Assim, permaneceu no debate a proposta de um currículo único, de formação omnilateral e politécnica, construída nos anos de 1980 e 1990, mas também surgiu a proposta pela diversificação ou multiplicidade das trajetórias formativas. Ao comentar essa nova polarização, Moehlecke (2012) a sintetiza da seguinte forma:

 

Neste novo debate que se instala, a crítica à dualidade do ensino médio, construída pela oposição entre formação geral e formação para o trabalho e a defesa de um currículo nacional unitário, que teria no princípio do trabalho sua base comum, deixa de ser algo consensual. Ao invés de um currículo único, reforça-se a importância de trajetórias diversificadas no ensino médio, onde a formação técnica seria apenas uma dentre outras possíveis trajetórias. Desse modo, da crítica à dualidade no ensino médio, passou-se à defesa da multiplicidade e diversidade do currículo disponível aos jovens nesse nível de ensino. (p. 51).

 

O resultado imediato de todo esse debate, em termos de política educacional, resultou no Decreto nº 5.154/2004, incorporado à LDBEM/96 pela Lei 11.741/2008, que estabeleceu a possibilidade de integração do ensino profissional ao ensino regular, mas não estabeleceu a compulsoriedade de tal integração. Assim, o decreto pode ser lido como uma conquista, pois em seu texto retomou-se o ideário de uma educação integral ao buscar associar a formação geral à profissionalizante, incentivando a articulação entre teoria e prática e entre as áreas do conhecimento, preconizando um caminho de superação da histórica dualidade formativa, conforme Neta, Assis e Lima (2016, p. 112).
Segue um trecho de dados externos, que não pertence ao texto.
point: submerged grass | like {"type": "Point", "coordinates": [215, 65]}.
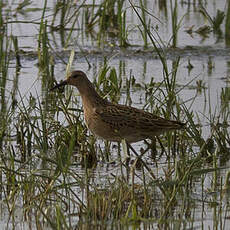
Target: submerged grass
{"type": "Point", "coordinates": [50, 166]}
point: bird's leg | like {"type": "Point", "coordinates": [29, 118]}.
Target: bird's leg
{"type": "Point", "coordinates": [151, 146]}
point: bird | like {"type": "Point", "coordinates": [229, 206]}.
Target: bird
{"type": "Point", "coordinates": [116, 122]}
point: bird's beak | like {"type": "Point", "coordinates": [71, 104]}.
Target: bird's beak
{"type": "Point", "coordinates": [61, 84]}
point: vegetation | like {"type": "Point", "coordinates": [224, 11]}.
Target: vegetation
{"type": "Point", "coordinates": [54, 174]}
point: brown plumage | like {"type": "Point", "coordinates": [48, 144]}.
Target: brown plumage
{"type": "Point", "coordinates": [114, 122]}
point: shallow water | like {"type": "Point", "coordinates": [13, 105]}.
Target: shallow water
{"type": "Point", "coordinates": [209, 57]}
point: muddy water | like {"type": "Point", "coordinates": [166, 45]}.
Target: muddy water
{"type": "Point", "coordinates": [207, 54]}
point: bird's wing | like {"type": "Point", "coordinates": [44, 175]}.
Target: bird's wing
{"type": "Point", "coordinates": [121, 116]}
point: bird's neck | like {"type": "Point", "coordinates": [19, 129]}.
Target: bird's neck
{"type": "Point", "coordinates": [90, 98]}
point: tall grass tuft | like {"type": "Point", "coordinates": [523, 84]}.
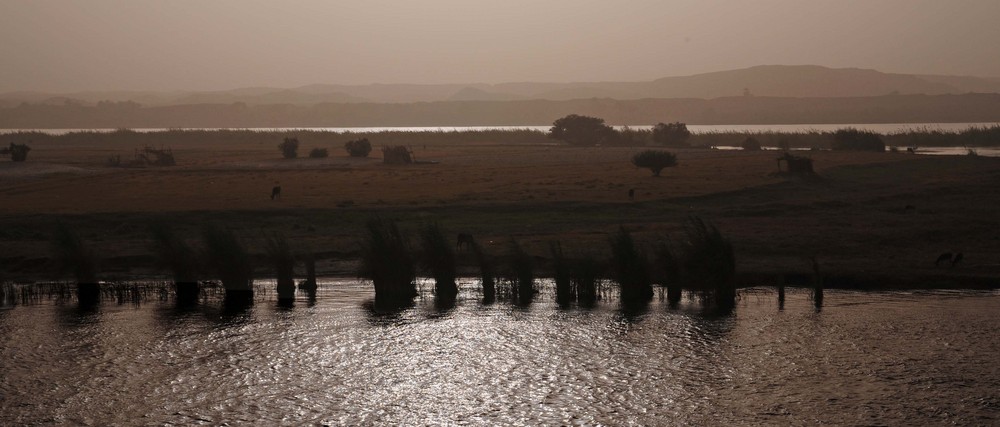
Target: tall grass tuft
{"type": "Point", "coordinates": [630, 268]}
{"type": "Point", "coordinates": [667, 271]}
{"type": "Point", "coordinates": [175, 254]}
{"type": "Point", "coordinates": [486, 271]}
{"type": "Point", "coordinates": [520, 272]}
{"type": "Point", "coordinates": [386, 261]}
{"type": "Point", "coordinates": [283, 261]}
{"type": "Point", "coordinates": [438, 259]}
{"type": "Point", "coordinates": [228, 257]}
{"type": "Point", "coordinates": [586, 274]}
{"type": "Point", "coordinates": [73, 255]}
{"type": "Point", "coordinates": [709, 262]}
{"type": "Point", "coordinates": [562, 275]}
Além da possibilidade de integração entre educação profissional e educação propedêutica, outro ponto positivo em direção a superação da dualidade formativa que gostaríamos de destacar, é o retorno da Filosofia e da Sociologia como componentes curriculares obrigatórios do ensino médio, por meio da Lei 11.684, de 2 de julho de 2008. Isso, sobretudo, por se tratar de conhecimentos historicamente restritos às camadas mais abastadas da sociedade, negados aos pobres, que retornam para a educação básica em um contexto de massificação do ensino – em contraste com os anos que antecederam as reformas de 1960 e 1970, em que a educação era restrita as elites econômicas do país e que a Filosofia e a Sociologia marcavam presença no currículo escolar.
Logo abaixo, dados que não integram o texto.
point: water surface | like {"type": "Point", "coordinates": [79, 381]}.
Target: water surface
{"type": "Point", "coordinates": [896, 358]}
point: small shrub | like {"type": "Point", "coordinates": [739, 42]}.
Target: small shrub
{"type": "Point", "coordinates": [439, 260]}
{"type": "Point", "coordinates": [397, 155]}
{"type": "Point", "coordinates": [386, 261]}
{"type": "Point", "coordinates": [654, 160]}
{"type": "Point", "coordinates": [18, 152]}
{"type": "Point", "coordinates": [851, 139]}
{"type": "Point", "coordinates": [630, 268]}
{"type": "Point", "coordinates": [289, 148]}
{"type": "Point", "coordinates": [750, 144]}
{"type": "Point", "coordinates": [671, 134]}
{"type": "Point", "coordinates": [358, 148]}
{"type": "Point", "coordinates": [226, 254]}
Após uma década do início do século, em 2011 e 2012, por meio do Parecer CNE/CEB nº 5/2011 e da Resolução CNE/CEB nº 2/2012, foram anunciadas novas DCNEM. Silva (2015) atribui aos debates dos anos 2003/2004 o marco inicial dessas novas reformulações para o ensino médio, pois, segundo a autora:

 

Já nesse momento são enunciadas as ideias centrais que darão sustentação conceitual, epistemológica e metodológica às trajetórias que assumirão as iniciativas de reformulação do ensino médio: trabalho, ciência e cultura como conceitos  estruturantes, base da formação humana e da organização pedagógico-curricular e, aliado a essas proposições, o reconhecimento dos sujeitos, sobretudo dos jovens, como basilar na configuração das finalidades da última etapa da educação básica. (SILVA, 2015, p. 372).

 

É nesse sentido que a literatura aponta as DCNEM de 2012 como elemento de novidade, uma reforma de fato, na história da política educacional para o ensino médio. O texto das DCNEM de 2012 consolidou a identidade do ensino médio como última etapa da educação básica, devendo dar sequência aos conhecimentos adquiridos nas etapas anteriores e habilitar os/as alunos/as para a continuidade dos estudos, bem como prepará-los/as para o trabalho (cf. parágrafo I e II do artigo 4º). Assim, na integração entre educação geral e educação profissional, aqui reiterada, nos parece que superou, em termos de identidade, a velha dualidade a que se submetia a indefinição da identidade do ensino médio: formação propedêutica ou formação profissionalizante. Além da integração das finalidades formativas, quando tomam trabalho, ciência, tecnologia e cultura como eixo estruturante da formação do ensino médio, as DCNEM/2012 buscaram promover políticas de diferença cultural e identitária: uma formação voltada para as diferentes juventudes.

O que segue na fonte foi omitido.